シラー•ペルビアナSilla peruviana との出会いは散策中の小さな公園、一目惚れでした。「なんて美しい!」。ラベンダー•ブルーの輝き、円形に咲き誇る複雑で高貴な姿に、一瞬で魅了されました。
🌸歴史内容は一部カリフォルニア園芸協会 Sean A. O’Hara氏の記事を参照しました。読解の誤りがある場合はご了承ください。
ペルビアナの故郷は、スペイン、ポルトガル、イタリア、北西アフリカなど地中海沿岸にあるという。こんなゴージャスな花が、そのへんの道端や牧草地に自生しているなんて想像できますか? この美貌はいったいどこで生まれたのでしょうか。
遡ること35億年以上も前、光合成を行う生きものが初めて地球上に現れ、植物の先祖ともいわれています。 ところ地中海沿岸といえば、紀元前より古代ギリシア•ローマ時代の文明が栄え、ユーラシア大陸とアフリカ大陸が交差する。植生も多様であったに違いありません。 35億年以上も前から引き継がれた植物の種が環境変化を経てやがてカタチとなり、人の目にとまる姿に、そこに在る。 先住民によって、なんらか通称で呼ばれていたとしても不思議ではありません。
ペルビアナの本当の呼び名は知る由もありませんが、1592年、フランス生まれの植物学者カロルス•クルシウスCarolus Clusiusによって”Hyachinth stellatus peruanus”と名付けられました。ラテン語で、ペルー産の星を飾ったヒヤシンスといった意味合いでしょうか。 ベルギーアントワープガーデンのMunichaven氏より、ペルーから入手したと伝えれたこの植物の複製を贈られたので、あえてペルー産と名前に入れたのかもしれませんね。 このとき、ペルビアナはヨーロッパ大陸に渡っていたということでしょう。
言い伝えでは、いまから約300~400年前、1600年代(17世紀)にスペイン南部で発見され、球根がイギリスに運ばれた。
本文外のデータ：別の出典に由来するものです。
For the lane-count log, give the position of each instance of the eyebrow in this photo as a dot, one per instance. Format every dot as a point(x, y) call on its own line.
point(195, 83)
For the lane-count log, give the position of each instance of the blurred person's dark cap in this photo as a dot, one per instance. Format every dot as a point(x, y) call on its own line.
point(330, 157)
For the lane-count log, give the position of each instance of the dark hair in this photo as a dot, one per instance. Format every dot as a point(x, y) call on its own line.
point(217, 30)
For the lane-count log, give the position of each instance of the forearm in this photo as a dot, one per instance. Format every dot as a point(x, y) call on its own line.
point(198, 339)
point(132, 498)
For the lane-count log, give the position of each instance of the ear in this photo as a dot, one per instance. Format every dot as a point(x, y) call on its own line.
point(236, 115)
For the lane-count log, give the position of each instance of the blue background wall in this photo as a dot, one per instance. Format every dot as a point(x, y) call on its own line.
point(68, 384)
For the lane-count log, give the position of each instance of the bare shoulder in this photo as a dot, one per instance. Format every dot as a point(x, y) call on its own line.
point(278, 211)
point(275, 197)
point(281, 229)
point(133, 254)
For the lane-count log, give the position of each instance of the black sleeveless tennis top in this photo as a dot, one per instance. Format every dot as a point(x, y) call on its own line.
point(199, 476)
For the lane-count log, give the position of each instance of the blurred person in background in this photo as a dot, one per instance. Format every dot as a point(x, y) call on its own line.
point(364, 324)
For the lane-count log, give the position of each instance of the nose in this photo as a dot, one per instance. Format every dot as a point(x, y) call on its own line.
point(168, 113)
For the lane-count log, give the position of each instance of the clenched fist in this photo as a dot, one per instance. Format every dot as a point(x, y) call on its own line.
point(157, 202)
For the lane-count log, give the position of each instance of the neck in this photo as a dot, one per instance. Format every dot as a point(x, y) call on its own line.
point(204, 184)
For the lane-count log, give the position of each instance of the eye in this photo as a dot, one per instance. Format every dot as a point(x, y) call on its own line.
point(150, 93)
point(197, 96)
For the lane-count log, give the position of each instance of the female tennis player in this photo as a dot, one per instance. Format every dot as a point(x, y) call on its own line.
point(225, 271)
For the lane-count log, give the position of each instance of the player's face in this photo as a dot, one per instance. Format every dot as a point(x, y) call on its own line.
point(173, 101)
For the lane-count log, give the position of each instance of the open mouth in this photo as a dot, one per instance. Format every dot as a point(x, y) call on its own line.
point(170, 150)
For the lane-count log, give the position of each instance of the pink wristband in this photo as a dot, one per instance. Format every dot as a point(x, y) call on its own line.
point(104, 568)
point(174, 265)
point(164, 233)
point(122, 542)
” The Peru”という名前の船に乗せられていたため、ペルビアナ(peruviana =ペルー原産)と名付けられたとか。 このときすでに、種はベルギーにあったはずですが、イギリスに渡った逸話のほうが世に広まっていったようです。
1607年、ギヨーム氏Guillaume Boelはスペインからこの種を、イギリスの植物学者ジョン•パーキンソンJohn Perkinson に送っています。 パーキンソンは、これが(クルシウスによる)Hyacinth stellatus peruanusと呼ばれていることを知りながら、ペルーではなくスペインから届けられたし、実際、自生する場所も知らなかったけれども、より適切な名前を与えたようです。 “Hyacinthus Stellatus boeticus”、スペイン語でStarry Hyacinth 星のように輝くヒアシンスという意味だそうです。
イギリスの植物学者ジョン•パーキンソンJohn Perkinson(1567-1650)は当時、海外の珍しい植物を収集していました。 1500年代(16世紀)からイギリスは海外進出に乗り出し、茶葉や香辛料など我が物にしてきましたから、植物も同じように扱われていたのかもしれませんね。
それから約160年後の1753年、スウェーデンの植物学者リンネCarl von Linneは、クルシウスの名付けた植物名を引用しました。 リンネがパーキンソンの名付けた植物名を知っていたのか否か、不明です。
現在、この植物はペルーに自生していないにも関わらず、ペルー原産が名前に入っているSilla peruvianaと呼ばれていますが、クルシウスの名付けたペルー原産は誤りだったと正されたのは1804年のこと。 最初に名付けられたのが1592年ですから、実に212年後に明かされたのですね。
太古の大地にペルビアナの種が宿り、年月を経てすーっと伸びた葉が幾重にも茂り、アイボリーの細長い苞にくるまれた蕾が中央に結実します。 苞の隙間から見えるディープバイオレットの小さな蕾は、40-100個も付けるそうです。 下から順に開花して満開になると、小花全体で円錐状を形作り、真上から見るとまるで曼荼羅のような、そこにはペルビアナの宇宙が完成します。
ペルビアナに魅了されてやまないのは、圧倒的な存在感と、その世界観を放つ生きざま。 誰がなんと名付けようと、その美は揺るぎない。それが貴女シラー•ペルビアナの宇宙なのかもしれません。